The reciprocal tariff pause likely bolsters hopes in the auto industry that the vehicle and parts tariffs could be reduced or removed entirely. Executives including Ford CEO Jim Farley have been lobbying the White House to avoid tariffs on auto parts, arguing they would cause large disruptions in the supply chain.
Trump said April 9 that he would consider exempting companies from tariffs.
“We’re going to take a look at that,” he said, adding that he would determine which companies to exempt “instinctively.”
Trump’s April 9 change to tariff policy won’t affect the rates that currently apply to Canadian and Mexican products, according to a White House official.
Canada and Mexico were left off the list of countries affected by Trump’s global 10 percent baseline tariff during his announcement of reciprocal tariffs on April 2. That’s still the case, according to the official, speaking on condition they not be identified.

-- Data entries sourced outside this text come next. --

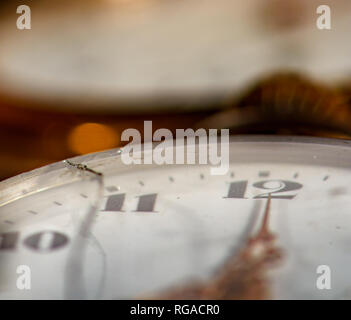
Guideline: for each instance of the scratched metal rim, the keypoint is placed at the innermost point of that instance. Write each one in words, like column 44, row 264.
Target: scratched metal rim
column 246, row 148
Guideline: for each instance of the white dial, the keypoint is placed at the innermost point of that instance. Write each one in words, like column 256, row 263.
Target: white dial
column 162, row 230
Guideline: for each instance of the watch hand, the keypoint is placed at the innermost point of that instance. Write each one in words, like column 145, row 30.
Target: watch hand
column 243, row 275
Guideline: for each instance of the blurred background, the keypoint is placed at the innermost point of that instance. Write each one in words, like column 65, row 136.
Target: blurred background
column 88, row 69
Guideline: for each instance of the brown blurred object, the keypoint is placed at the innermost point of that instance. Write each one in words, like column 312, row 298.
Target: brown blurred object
column 32, row 138
column 287, row 103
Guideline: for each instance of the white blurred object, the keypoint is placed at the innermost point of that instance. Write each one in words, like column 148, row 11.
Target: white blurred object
column 92, row 54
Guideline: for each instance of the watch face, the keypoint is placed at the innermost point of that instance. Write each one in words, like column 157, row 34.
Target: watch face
column 93, row 227
column 163, row 55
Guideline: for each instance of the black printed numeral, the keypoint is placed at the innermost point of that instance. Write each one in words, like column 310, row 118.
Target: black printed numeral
column 44, row 241
column 146, row 203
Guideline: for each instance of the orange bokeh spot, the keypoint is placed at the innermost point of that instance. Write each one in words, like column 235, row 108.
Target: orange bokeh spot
column 92, row 137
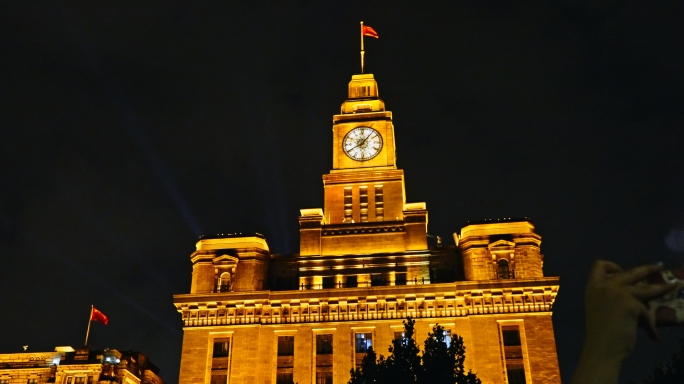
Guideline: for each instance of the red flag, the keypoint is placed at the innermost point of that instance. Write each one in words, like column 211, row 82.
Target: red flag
column 99, row 316
column 368, row 31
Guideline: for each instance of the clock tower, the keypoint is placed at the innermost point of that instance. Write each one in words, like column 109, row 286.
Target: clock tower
column 365, row 200
column 364, row 266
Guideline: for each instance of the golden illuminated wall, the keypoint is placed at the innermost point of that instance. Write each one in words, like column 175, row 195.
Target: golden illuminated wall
column 485, row 245
column 472, row 310
column 365, row 265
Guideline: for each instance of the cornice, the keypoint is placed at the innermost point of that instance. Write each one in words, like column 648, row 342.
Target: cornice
column 458, row 299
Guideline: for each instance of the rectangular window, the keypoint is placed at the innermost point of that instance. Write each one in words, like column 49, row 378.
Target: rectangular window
column 347, row 205
column 363, row 342
column 221, row 348
column 447, row 337
column 363, row 198
column 400, row 337
column 285, row 345
column 323, row 377
column 328, row 282
column 379, row 205
column 515, row 367
column 284, row 377
column 378, row 280
column 219, row 378
column 324, row 344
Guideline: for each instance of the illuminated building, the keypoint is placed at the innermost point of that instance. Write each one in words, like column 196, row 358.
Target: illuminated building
column 78, row 366
column 364, row 265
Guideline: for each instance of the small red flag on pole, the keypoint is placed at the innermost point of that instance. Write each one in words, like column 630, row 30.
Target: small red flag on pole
column 366, row 31
column 99, row 316
column 95, row 315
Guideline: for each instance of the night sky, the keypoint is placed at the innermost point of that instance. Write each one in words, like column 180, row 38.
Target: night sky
column 128, row 130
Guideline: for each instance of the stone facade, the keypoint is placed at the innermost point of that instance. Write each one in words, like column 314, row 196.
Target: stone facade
column 365, row 265
column 78, row 366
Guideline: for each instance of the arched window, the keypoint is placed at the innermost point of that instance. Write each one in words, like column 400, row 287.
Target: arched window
column 224, row 282
column 504, row 271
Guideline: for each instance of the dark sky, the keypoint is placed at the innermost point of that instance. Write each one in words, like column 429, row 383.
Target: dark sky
column 128, row 130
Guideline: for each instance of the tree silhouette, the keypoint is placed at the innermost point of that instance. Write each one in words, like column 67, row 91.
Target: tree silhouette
column 439, row 364
column 672, row 372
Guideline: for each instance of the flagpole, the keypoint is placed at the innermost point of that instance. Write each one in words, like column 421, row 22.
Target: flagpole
column 89, row 321
column 362, row 52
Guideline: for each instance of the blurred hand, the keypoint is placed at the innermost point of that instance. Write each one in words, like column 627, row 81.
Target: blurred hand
column 615, row 303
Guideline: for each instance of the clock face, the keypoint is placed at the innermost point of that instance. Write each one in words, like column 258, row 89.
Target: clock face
column 362, row 143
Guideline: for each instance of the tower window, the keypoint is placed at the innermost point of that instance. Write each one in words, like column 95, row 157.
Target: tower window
column 503, row 269
column 285, row 345
column 379, row 206
column 363, row 342
column 284, row 377
column 324, row 377
column 363, row 198
column 400, row 338
column 221, row 348
column 328, row 282
column 324, row 344
column 347, row 205
column 224, row 282
column 515, row 367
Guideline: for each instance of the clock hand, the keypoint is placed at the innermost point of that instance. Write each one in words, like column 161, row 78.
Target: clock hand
column 363, row 141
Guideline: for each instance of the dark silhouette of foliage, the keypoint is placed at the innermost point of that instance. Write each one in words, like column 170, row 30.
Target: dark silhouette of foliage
column 439, row 364
column 672, row 372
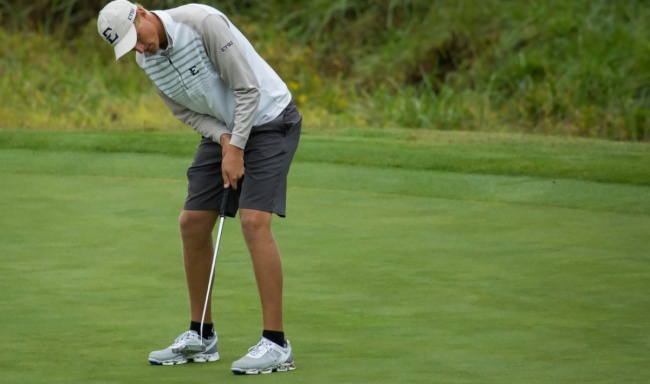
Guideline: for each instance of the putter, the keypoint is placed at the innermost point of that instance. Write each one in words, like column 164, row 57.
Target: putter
column 222, row 216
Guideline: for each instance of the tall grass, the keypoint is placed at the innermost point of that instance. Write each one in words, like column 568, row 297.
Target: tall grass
column 578, row 68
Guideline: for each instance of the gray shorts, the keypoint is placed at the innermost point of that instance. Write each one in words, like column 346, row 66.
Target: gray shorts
column 267, row 157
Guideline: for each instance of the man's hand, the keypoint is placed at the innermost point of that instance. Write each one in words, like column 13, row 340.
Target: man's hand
column 232, row 163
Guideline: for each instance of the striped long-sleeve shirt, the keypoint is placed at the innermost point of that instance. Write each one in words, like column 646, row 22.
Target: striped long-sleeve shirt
column 211, row 77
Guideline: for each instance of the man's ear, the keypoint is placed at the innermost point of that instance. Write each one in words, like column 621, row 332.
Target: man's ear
column 141, row 12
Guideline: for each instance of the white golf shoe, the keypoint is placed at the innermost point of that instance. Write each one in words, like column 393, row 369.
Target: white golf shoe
column 187, row 347
column 265, row 357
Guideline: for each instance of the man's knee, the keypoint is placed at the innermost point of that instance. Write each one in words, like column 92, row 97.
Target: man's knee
column 253, row 221
column 196, row 223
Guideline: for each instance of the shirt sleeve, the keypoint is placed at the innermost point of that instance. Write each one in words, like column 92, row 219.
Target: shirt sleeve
column 232, row 66
column 208, row 126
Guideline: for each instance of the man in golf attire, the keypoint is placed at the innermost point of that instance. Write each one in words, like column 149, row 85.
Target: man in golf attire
column 212, row 79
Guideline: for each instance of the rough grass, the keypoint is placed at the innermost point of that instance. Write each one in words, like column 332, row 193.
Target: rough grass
column 577, row 68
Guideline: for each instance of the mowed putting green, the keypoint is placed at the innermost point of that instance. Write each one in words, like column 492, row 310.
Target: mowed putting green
column 391, row 275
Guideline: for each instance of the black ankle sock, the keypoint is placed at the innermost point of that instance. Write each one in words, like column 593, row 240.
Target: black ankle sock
column 208, row 329
column 275, row 336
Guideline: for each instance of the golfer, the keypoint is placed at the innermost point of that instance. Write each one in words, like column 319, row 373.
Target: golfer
column 212, row 79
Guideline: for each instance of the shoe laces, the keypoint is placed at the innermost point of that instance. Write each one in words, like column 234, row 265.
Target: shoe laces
column 184, row 338
column 260, row 349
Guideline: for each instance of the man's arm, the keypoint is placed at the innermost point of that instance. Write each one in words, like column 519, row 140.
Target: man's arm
column 206, row 125
column 233, row 67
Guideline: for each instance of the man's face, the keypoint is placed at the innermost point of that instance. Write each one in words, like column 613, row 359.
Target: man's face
column 147, row 34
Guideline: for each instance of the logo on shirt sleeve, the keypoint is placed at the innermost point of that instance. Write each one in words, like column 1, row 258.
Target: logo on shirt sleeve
column 228, row 45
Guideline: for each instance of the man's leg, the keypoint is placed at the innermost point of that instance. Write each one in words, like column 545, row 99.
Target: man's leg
column 196, row 233
column 267, row 265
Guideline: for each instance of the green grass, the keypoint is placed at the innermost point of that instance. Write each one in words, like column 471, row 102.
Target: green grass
column 410, row 271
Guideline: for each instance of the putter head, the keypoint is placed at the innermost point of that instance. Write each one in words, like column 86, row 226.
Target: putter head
column 190, row 349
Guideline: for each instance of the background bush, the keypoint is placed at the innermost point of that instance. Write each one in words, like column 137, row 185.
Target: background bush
column 578, row 67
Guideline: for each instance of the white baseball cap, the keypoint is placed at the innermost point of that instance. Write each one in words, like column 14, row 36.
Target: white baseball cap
column 115, row 25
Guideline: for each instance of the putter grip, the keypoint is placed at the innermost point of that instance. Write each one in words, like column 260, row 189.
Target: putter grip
column 224, row 203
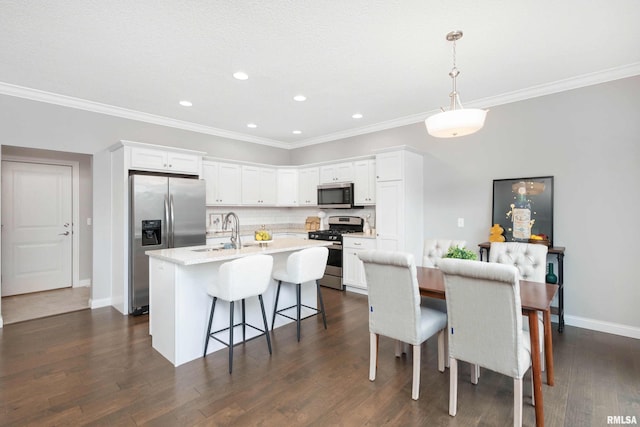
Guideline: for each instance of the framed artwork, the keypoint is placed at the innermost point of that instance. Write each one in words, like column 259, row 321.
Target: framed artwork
column 523, row 207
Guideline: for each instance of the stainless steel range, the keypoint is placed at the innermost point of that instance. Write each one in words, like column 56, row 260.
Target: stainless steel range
column 338, row 225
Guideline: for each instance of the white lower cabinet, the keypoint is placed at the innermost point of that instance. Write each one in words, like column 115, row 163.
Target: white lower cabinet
column 352, row 267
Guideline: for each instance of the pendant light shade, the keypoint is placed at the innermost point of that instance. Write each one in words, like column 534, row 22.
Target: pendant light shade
column 452, row 123
column 458, row 121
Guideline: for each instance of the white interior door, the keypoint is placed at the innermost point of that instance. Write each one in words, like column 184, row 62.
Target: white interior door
column 36, row 227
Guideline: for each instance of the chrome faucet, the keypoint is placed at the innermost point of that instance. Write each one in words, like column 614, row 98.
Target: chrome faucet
column 235, row 229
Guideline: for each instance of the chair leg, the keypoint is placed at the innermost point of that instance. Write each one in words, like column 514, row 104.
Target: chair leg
column 446, row 348
column 275, row 307
column 230, row 336
column 441, row 348
column 299, row 307
column 453, row 386
column 475, row 373
column 517, row 402
column 266, row 326
column 324, row 317
column 373, row 355
column 415, row 388
column 398, row 348
column 244, row 323
column 206, row 343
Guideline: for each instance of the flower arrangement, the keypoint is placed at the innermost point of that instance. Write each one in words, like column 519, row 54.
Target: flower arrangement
column 461, row 253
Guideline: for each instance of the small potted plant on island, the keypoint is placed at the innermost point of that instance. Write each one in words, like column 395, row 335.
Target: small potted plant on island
column 461, row 253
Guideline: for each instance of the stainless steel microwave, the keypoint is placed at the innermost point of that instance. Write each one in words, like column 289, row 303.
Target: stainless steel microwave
column 336, row 196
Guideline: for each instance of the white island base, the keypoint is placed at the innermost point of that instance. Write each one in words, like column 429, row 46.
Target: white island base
column 179, row 305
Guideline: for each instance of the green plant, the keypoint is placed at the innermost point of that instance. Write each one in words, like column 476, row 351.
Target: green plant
column 461, row 253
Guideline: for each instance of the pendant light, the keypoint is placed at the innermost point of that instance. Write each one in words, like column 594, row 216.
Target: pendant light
column 458, row 121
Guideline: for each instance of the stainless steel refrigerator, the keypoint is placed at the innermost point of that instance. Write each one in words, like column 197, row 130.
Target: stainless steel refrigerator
column 165, row 212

The tariffs on Canada and Mexico that Trump implemented on March 4 remain in place. They have an exemption for goods that comply with the United States-Mexico-Canada Agreement’s regional content rules, which includes most vehicles and parts.
Separately, the auto tariffs still apply to Canadian and Mexican vehicle imports. Those that comply with the USMCA’s rules are required to pay a 25 percent tariff only on the vehicle’s non-U.S. content.